Not that Perry seemed to notice. Ditto Sonya Vasquez, chairperson of the Committee for Smoke-Free Parks. Vasquez said that her biggest issue isn't the health of park-goers, it's that adult smokers are bad role models for kids.
Too bad she's not content to nag. She instead advocates outlawing non-role-model behavior.
Vasquez explained: "I'm not saying that they don't have a right to smoke. My personal opinion is that, in an environment where you have an enormous amount of people, the majority of whom don't smoke, it should be the majority versus the minority who are doing a behavior that's hurting someone else."
So forget freedom. Majority rules. Minorities submit. The parks aren't big enough for smokers and nonsmokers.
She added, "It shouldn't be people's right to do something that negatively affects me or you or children."
Actually, rights do give people a right to "negatively affect" others, I replied. Free speech, for example, allows others to say things I find offensive.
To which Vasquez, no constitutional scholar, responded: "Free speech is: You can talk about something as long as you are not offending somebody or hurting somebody."
Figure freedom's just another word for nothing really learned. Or freedom is only for good people doing good things -- and Perry and Vasquez get to decide what's good.
And not just in terms of smoking.
If litter is the issue, I asked Perry, why not ban soft drinks? I see cans in parks.
Not to worry. Perry also wants to ban the sale of "junk food" at city parks and rec facilities. Latinos and African Americans, she added, "suffer disproportionately" from health problems related to high-sodium and high-fat foods.

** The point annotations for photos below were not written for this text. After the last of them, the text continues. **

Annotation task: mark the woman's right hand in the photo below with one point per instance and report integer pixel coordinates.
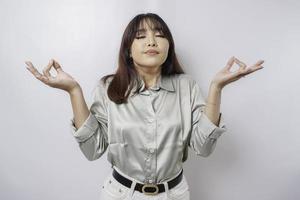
(62, 80)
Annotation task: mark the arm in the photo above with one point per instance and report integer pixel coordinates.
(91, 133)
(80, 109)
(212, 108)
(204, 132)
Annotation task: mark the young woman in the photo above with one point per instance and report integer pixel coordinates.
(146, 114)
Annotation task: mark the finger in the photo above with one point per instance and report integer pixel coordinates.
(35, 72)
(46, 70)
(251, 71)
(229, 63)
(240, 63)
(258, 63)
(57, 66)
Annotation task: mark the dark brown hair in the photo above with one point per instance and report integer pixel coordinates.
(126, 75)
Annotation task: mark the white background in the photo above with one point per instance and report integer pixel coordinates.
(257, 158)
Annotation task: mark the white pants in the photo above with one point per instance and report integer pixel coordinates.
(113, 190)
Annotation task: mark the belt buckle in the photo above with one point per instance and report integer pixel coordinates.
(151, 186)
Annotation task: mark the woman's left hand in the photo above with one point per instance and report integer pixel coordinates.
(225, 76)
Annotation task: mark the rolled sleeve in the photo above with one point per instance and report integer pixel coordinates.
(204, 133)
(86, 130)
(92, 134)
(209, 129)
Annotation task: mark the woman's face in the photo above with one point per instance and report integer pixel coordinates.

I guess you run for office so that you can pass busybody laws. You use a health pretext where you can. You cite polls where health isn't an issue. (Vasquez tells me about 60 percent of people polled want to outlaw smoking in parks.) Oh, and you always can invoke "the children."
And if people don't want to be like you -- well, it's their bad luck not to be elected officials. Book 'em.